Ovarian lesions are common and often incidentally detected. A critical shortage of expert ultrasound examiners has raised concerns of unnecessary interventions and delayed cancer diagnoses. Deep learning has shown promising results in the detection of ovarian cancer in ultrasound images; however, external validation is lacking. In this international multicenter retrospective study, we developed and validated transformer-based neural network models using a comprehensive dataset of 17,119 ultrasound images from 3,652 patients across 20 centers in eight countries. Using a leave-one-center-out cross-validation scheme, for each center in turn, we trained a model using data from the remaining centers. The models demonstrated robust performance across centers, ultrasound systems, histological diagnoses and patient age groups, significantly outperforming both expert and non-expert examiners on all evaluated metrics, namely F1 score, sensitivity, specificity, accuracy, Cohen's kappa, Matthew's correlation coefficient, diagnostic odds ratio and Youden's J statistic. Furthermore, in a retrospective triage simulation, artificial intelligence (AI)-driven diagnostic support reduced referrals to experts by 63% while significantly surpassing the diagnostic performance of the current practice. These results show that transformer-based models exhibit strong generalization and above human expert-level diagnostic accuracy, with the potential to alleviate the shortage of expert ultrasound examiners and improve patient outcomes.

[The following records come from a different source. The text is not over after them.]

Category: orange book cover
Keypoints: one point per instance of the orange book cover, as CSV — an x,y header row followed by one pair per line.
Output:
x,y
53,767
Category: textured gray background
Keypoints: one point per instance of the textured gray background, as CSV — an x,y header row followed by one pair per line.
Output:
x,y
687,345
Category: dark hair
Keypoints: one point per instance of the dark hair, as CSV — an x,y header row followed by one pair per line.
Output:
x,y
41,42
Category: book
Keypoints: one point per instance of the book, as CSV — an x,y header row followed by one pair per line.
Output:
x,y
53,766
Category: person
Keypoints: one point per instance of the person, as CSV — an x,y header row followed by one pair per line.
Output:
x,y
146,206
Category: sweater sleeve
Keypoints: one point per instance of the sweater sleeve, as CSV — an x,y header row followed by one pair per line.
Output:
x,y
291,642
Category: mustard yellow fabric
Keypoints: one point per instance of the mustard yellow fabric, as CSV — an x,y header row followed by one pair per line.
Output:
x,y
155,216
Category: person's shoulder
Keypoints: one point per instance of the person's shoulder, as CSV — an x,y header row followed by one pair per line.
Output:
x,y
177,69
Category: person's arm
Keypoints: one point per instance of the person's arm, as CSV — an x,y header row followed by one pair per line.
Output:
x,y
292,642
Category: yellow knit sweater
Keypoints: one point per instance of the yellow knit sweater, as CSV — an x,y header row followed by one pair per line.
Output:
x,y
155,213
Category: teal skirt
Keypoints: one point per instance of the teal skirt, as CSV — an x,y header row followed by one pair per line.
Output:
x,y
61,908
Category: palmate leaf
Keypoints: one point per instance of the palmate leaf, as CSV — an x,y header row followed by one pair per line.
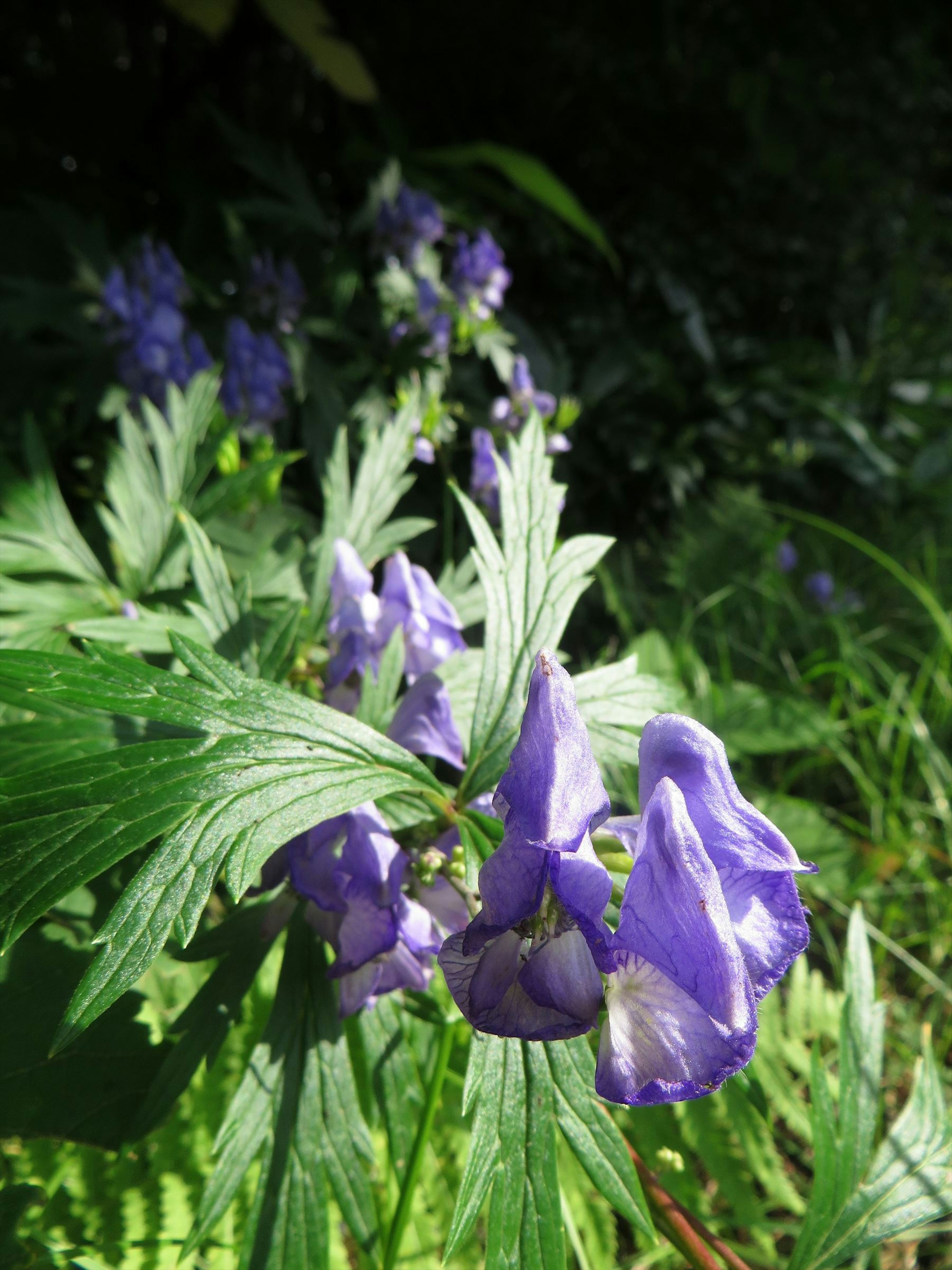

卵巢病变很常见,且常为偶然发现。专家超声检查人员的严重短缺引发了对不必要干预和癌症诊断延误的担忧。深度学习在超声图像中检测卵巢癌方面已显示出有前景的结果;然而,尚缺乏外部验证。在这项国际多中心回顾性研究中,我们使用来自八个国家20个中心的3652例患者的17119幅超声图像的综合数据集,开发并验证了基于Transformer的神经网络模型。采用留一中心交叉验证方案,依次对每个中心,我们使用其余中心的数据训练一个模型。这些模型在各中心、超声系统、组织学诊断和患者年龄组中均表现出稳健的性能,在所有评估指标(即F1分数、灵敏度、特异度、准确度、科恩kappa系数、马修斯相关系数、诊断比值比和约登指数)上均显著优于专家和非专家检查人员。此外,在一项回顾性分诊模拟中,人工智能驱动的诊断支持将转诊给专家的比例降低了63%,同时显著超过了当前做法的诊断性能。这些结果表明,基于Transformer的模型具有强大的泛化能力且诊断准确性高于人类专家水平,有潜力缓解专家超声检查人员短缺的问题并改善患者预后。